The painful thing here is that the show started out so strong. I loved the first season (or most of it), but by the second season I started to get frustrated with having so many twists and turns. They seemed to want a big new surprise at the end of every episode, so instead of feeling gritty and real, the show starts to feel forced and over-wrought. The problem arises that every stunning new reversal can’t help but tear another long snag of unintended implausibilities into the fabric of the show’s diegetic reality. At a certain point this tangled knot of deception becomes so Gordian that even slicing through it with a bright sword ends up feeling like a betrayal. I understand that some viewers might have struggled with boredom while confronting the long, painful process of not knowing what happened and not knowing how to find out; however, that real-world grind of police work and emotional marathon of seeing a case to conclusion seemed to be precisely what the show had earlier promised.

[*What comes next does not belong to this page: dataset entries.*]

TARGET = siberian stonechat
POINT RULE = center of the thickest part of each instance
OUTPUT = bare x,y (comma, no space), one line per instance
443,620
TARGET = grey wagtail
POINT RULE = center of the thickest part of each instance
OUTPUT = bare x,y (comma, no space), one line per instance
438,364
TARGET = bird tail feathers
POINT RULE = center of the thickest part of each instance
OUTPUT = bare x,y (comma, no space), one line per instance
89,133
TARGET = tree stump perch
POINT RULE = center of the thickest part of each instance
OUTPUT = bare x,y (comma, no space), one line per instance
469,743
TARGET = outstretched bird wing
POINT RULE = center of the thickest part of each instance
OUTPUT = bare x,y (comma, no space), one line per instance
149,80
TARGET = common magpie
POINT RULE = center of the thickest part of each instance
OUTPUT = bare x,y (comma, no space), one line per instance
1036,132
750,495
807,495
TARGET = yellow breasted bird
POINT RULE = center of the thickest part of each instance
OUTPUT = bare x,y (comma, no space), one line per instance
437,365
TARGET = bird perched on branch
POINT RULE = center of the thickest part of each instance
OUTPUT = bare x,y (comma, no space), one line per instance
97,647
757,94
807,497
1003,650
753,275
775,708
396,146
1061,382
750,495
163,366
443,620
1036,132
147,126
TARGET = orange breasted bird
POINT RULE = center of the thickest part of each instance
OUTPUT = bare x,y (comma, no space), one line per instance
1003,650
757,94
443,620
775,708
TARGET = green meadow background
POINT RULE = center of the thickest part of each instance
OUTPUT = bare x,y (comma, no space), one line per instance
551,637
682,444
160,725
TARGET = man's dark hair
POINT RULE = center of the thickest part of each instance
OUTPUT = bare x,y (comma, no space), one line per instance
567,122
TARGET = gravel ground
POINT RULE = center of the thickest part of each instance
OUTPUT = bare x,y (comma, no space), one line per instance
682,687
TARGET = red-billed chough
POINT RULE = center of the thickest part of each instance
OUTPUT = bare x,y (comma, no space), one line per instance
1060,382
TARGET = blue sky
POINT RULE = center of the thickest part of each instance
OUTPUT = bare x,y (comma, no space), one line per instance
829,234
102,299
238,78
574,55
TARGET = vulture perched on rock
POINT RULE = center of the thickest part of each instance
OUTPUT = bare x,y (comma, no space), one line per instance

So, why not just make us squirm under this pressure? Why not stay committed to the aesthetic vision of the first half dozen episodes?

Instead, cliffhanger episodes and a new prime suspect every week maintained freshness for a while, but in the end it became its own sort of overstimulated tedium. And the show became a failed reiteration of the cop show conventions it had attempted to break with in its earlier episodes.

Yes, at times the show still made an honest attempt to wallow in the procedural grind. The slow exhaustion that overtakes Detective Sarah Linden (Mireille Enos) helps express this discomfort. So do the combined pressures of Linden’s past as an unhappy foster child and her present as a criminally negligent parent. Enos performs the role brilliantly, with her face growing more haunted and her nervous tics becoming more pronounced as the case wears her down. The pathos of Detective Holder (Joel Kinnaman) also offers great insights into the grueling aspects of police work. When the show mines his troubled past as a narcotics addict and the ongoing strain that history has on his family relationships, the pathos becomes palpable. We really start to understand why these two damaged homicide detectives cling to their waterlogged and sinking case like two fatigued swimmers who know they can’t quite make it to shore. But then Linden’s exhaustion becomes an excuse for the cabal of corruption to take her badge and have her involuntarily committed, a plot turn that transmutes character gold into dull dramatic lead. Suddenly the problem is not so much that she’s pushing herself too hard, eating and sleeping too little, or suffering from over-identification with the victim and victim’s family, it’s all just a big conspiracy to keep her from solving the crime. She’s fine once they can bust her out of the psych ward.

Similarly, Holder moves fluidly from desperately needing his Narcotics Anonymous meetings, to learning that his sponsor has betrayed him and feeling desperate enough that he steals drugs from a former underworld contact and hooks up with another addict from his meetings, to being miraculously cured of his addictions and perfectly redeemed from the taint of corruption that earned him his dirty badge in the first place.

Getting out of the weeds to take a longer view of these first two seasons, I now almost want to laugh at the clown car of false leads, innocent suspects, red herrings, and wild tangents. It all feels very dramatic when you’re moving from episode to episode, but in retrospect the story arc comes off as a scattershot of mystery cliches — teenagers with secrets, corrupt politics, tribal casinos and Indian land rights, infidelities and jilted lovers, past connections to the mob that can’t ever be overcome, vigilante justice gone wrong, street snitches, teachers corrupting students, a haunted widower, a creepy dude living with his even creepier mother, millionaires partying with call girls, a mayoral campaign, cops running afoul of long-term FBI investigations, a terrorist plot, human trafficking, bodies in trunks of cars, and on and on. This is just too much to cram into a single case and have it still seem like gritty portrayal of day-to-day police work.

In the end, I still very much enjoyed these first two seasons of The Killing. Or I will have once I learn to forgive and forget that miserable finale. But for the most part, I don’t regret the time I spent getting lost in rainy woods, dirty back alleys, and shadowy offices. The tale remains legitimately heart wrenching as it explores Rosie Larsen’s awful murder and the tragic effects that her death has on those who knew and loved her. With their deep personal scars and uneasy chemistry, Detectives Linden and Holder are the sort of likably pessimistic cops that you find yourself wanting to follow through hell and high water. I do want to spend more time with them. I’m sure they will remain as compelling as whatever case they’re working.

But, that said, I still need to take a break before I dive into season three.